Elijah had been threatened with death and was feeling abandoned by God. He spent five weeks of silent retreat in the wilderness, going to the mountain. He laid out his complaint: “I’ve done what I was called by you to do. I’m the only one left following you. Everyone has abandoned your way of life. And now I’m threatened with death.” God invites Elijah’s complaint. Twice. Not with hands on hips, “What do you want now?” But with a willingness to listen.
God sends him back home, but with an awareness that there will be a new colleague, a new king, and that he wasn’t as alone as he thought.

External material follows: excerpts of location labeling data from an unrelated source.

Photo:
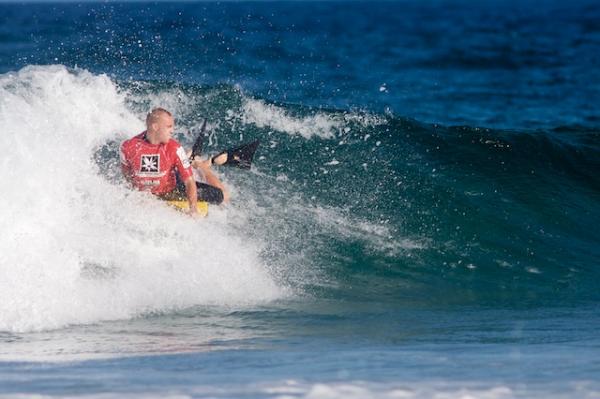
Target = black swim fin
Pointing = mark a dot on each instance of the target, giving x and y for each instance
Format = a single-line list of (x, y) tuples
[(240, 156)]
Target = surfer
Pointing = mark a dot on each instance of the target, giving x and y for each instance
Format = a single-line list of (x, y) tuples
[(151, 159)]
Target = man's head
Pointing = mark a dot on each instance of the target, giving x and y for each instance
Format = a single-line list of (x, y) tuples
[(160, 125)]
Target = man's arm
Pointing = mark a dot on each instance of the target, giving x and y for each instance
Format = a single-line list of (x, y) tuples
[(211, 178), (192, 194)]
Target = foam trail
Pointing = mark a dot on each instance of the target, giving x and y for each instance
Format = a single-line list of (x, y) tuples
[(78, 249)]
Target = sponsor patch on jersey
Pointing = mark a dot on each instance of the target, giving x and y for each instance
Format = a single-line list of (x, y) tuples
[(183, 158), (150, 164)]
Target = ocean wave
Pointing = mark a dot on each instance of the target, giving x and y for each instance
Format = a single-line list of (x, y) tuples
[(81, 249)]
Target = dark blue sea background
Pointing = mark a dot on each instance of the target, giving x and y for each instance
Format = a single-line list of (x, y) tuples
[(421, 219)]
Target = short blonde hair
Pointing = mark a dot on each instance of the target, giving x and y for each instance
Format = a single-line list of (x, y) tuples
[(155, 114)]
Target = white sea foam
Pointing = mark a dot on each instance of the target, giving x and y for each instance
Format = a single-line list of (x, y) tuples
[(292, 389), (77, 249)]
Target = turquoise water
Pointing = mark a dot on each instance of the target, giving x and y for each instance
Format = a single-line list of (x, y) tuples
[(420, 220)]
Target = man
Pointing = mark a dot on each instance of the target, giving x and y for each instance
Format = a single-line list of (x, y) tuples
[(151, 160)]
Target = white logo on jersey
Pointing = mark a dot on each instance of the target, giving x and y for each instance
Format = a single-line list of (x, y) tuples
[(182, 157)]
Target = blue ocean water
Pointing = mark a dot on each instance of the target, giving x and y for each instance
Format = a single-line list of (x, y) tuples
[(421, 219)]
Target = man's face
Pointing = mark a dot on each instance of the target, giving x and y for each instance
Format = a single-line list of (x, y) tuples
[(164, 127)]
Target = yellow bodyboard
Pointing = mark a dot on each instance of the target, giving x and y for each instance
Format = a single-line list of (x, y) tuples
[(183, 206)]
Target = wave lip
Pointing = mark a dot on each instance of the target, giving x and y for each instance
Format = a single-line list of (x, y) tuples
[(80, 249)]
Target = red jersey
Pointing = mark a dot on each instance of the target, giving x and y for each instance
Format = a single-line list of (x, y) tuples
[(152, 167)]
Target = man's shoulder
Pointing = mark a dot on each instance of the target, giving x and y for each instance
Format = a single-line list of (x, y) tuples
[(173, 145), (133, 141)]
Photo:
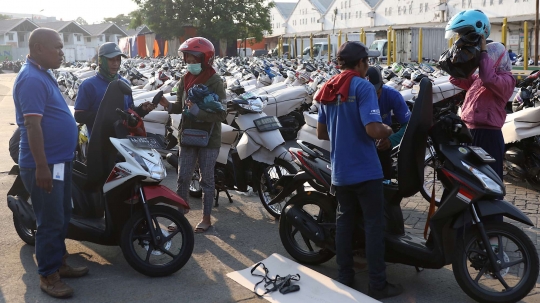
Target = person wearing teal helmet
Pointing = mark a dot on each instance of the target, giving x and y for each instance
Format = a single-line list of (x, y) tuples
[(468, 21)]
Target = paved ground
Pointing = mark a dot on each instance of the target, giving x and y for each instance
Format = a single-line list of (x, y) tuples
[(243, 234)]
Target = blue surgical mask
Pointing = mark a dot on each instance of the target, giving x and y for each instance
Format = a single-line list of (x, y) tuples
[(194, 69)]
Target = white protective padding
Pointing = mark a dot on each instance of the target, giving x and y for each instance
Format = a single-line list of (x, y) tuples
[(265, 156), (157, 117), (521, 125), (269, 139), (155, 128), (309, 134), (440, 91), (314, 287), (311, 119), (228, 134)]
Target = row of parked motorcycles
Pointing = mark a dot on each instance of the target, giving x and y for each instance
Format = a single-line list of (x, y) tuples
[(270, 101)]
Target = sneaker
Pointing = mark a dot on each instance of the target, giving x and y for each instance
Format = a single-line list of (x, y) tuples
[(390, 290), (54, 287)]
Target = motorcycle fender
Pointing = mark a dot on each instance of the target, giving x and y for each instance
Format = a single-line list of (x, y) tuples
[(494, 207), (263, 155), (161, 194)]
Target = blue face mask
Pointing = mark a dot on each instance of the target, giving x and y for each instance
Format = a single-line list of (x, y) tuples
[(194, 69)]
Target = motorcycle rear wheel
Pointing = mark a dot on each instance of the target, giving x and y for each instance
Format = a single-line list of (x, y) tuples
[(143, 255), (296, 243), (518, 255)]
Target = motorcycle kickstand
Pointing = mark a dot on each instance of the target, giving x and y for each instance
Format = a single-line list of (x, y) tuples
[(216, 203)]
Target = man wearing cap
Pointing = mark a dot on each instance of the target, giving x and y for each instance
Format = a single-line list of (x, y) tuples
[(92, 90), (391, 102), (349, 117)]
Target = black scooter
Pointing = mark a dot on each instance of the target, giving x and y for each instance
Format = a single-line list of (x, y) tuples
[(492, 261), (115, 195)]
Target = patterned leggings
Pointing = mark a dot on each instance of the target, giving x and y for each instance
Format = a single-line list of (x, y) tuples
[(186, 165)]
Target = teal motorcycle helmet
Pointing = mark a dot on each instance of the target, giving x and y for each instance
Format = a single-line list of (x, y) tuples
[(465, 22)]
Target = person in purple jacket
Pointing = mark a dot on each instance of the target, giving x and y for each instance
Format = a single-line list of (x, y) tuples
[(483, 110)]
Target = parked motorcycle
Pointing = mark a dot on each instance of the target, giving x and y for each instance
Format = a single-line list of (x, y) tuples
[(251, 156), (460, 231), (115, 195)]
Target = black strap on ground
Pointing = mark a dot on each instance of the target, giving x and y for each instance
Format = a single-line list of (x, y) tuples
[(282, 284)]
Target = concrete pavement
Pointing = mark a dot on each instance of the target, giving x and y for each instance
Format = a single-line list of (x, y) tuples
[(243, 234)]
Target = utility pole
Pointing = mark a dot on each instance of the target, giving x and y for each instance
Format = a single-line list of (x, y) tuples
[(536, 35)]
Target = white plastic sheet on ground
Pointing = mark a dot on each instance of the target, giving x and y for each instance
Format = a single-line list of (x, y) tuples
[(314, 287)]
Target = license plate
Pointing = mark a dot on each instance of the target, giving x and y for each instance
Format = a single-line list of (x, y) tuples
[(144, 142), (482, 154)]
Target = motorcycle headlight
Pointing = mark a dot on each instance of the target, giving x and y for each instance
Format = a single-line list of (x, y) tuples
[(157, 170), (486, 181)]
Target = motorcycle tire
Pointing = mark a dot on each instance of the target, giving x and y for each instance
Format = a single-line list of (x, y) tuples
[(26, 234), (137, 224), (287, 232), (527, 251), (273, 175)]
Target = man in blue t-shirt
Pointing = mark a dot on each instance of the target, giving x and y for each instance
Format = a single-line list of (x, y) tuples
[(391, 102), (47, 144), (92, 90), (349, 117)]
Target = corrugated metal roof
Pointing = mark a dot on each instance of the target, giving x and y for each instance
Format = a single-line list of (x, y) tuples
[(322, 5), (285, 8), (66, 27), (18, 25)]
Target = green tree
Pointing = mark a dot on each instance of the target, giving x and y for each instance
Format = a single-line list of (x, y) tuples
[(215, 19), (81, 21)]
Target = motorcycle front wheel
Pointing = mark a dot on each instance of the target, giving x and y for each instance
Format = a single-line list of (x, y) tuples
[(297, 244), (171, 249), (518, 260), (267, 178)]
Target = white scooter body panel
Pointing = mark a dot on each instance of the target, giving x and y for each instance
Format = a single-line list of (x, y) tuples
[(521, 125), (125, 171), (268, 140), (308, 132)]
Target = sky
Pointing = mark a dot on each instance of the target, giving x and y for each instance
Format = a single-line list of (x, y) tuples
[(93, 11)]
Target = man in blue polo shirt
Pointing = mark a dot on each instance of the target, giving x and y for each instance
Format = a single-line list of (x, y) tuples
[(47, 144), (349, 117), (391, 102), (92, 90)]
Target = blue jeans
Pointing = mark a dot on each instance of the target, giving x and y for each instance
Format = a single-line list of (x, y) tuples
[(369, 197), (53, 212)]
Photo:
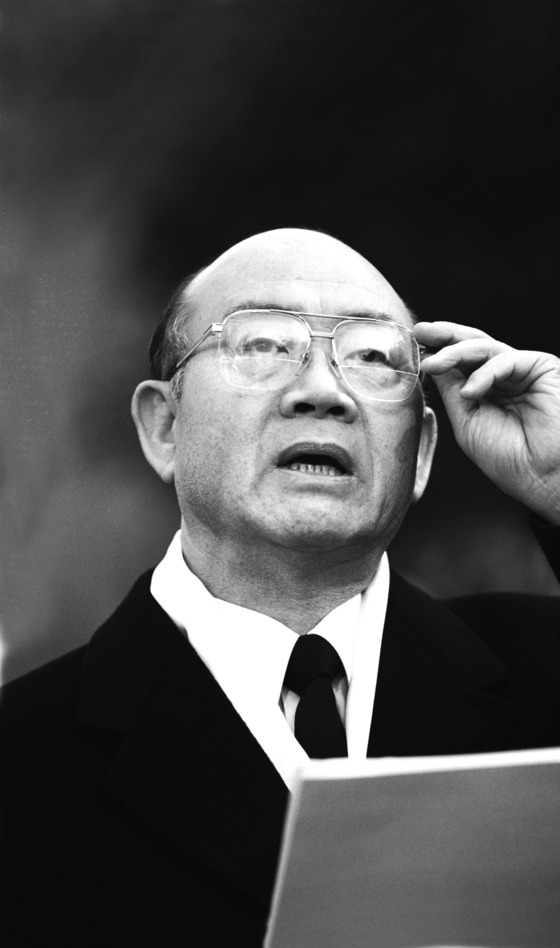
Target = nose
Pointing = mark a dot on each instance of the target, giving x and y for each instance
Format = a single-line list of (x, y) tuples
[(316, 389)]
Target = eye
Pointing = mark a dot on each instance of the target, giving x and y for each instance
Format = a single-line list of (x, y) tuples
[(368, 357), (263, 345)]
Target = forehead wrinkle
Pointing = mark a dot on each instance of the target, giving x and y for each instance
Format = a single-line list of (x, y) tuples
[(347, 314)]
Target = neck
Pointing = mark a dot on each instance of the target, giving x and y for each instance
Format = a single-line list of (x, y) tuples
[(296, 587)]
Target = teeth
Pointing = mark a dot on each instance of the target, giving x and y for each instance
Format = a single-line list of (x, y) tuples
[(325, 469)]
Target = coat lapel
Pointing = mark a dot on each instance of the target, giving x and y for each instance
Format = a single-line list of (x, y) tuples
[(438, 690), (186, 763)]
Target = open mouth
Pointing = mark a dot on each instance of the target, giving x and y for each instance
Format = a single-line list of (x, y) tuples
[(318, 463)]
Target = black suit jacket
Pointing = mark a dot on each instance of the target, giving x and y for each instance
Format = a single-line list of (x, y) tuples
[(139, 810)]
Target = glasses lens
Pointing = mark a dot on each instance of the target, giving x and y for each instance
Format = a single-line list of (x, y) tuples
[(378, 360), (260, 350)]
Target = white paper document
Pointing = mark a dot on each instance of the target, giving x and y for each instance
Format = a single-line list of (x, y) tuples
[(418, 852)]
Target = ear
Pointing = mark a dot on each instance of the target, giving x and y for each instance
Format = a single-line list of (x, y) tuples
[(426, 448), (154, 410)]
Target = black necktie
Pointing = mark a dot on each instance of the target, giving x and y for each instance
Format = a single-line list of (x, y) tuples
[(313, 665)]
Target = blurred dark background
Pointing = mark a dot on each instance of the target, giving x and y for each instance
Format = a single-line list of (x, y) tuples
[(142, 137)]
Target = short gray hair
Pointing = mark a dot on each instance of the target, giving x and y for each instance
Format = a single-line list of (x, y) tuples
[(171, 339)]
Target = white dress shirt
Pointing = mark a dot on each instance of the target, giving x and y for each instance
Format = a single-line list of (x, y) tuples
[(248, 652)]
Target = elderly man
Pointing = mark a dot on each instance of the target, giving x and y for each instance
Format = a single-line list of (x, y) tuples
[(146, 774)]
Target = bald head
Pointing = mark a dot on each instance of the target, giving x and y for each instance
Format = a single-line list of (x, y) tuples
[(288, 268)]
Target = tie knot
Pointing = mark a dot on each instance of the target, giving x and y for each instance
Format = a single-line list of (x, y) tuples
[(312, 656)]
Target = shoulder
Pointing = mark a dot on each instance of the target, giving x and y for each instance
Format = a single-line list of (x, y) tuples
[(513, 625), (44, 699)]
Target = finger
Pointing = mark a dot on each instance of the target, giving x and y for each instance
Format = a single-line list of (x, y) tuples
[(441, 333), (512, 372), (463, 355)]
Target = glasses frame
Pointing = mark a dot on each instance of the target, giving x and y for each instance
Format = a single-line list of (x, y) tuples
[(215, 329)]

A man, maybe nicknamed “Legion”, finally has freedom from the voices in his head (that came from outside his head), commanding his thoughts, his actions. He gets a few hours listening to Jesus, getting a glimpse of the person who had power to free him. As Jesus is leaving, the man asks permission to become one of the many people who followed along with Jesus. (There were more than 12 after all). Jesus specifically says, “Go back to the city. Tell them about what happened to you, the freedom you got from me.” When people would say, “Aren’t you Legion?”, the man would say, “Let me tell you a story. I was out of my mind. And then they were out of my mind. And I was talking with Jesus.”
A handful of people met with Jesus on a hilltop. He’d already told them to love each other. He said it was his command to them. A difficult task some days. And now he looks at them and says, “All power is mine. Here’s what I want you to do. Go everywhere and teach people how to love each other the way I love you. And I’m going to be with you wherever you go, whenever it is.”
God will listen to our complaint. Tell him unapologetically.
God will offer us freedom. Accept it. (And know that the damage may take a long time to heal).
God may or may not move us anywhere, but always joins us where we are. Listen for him.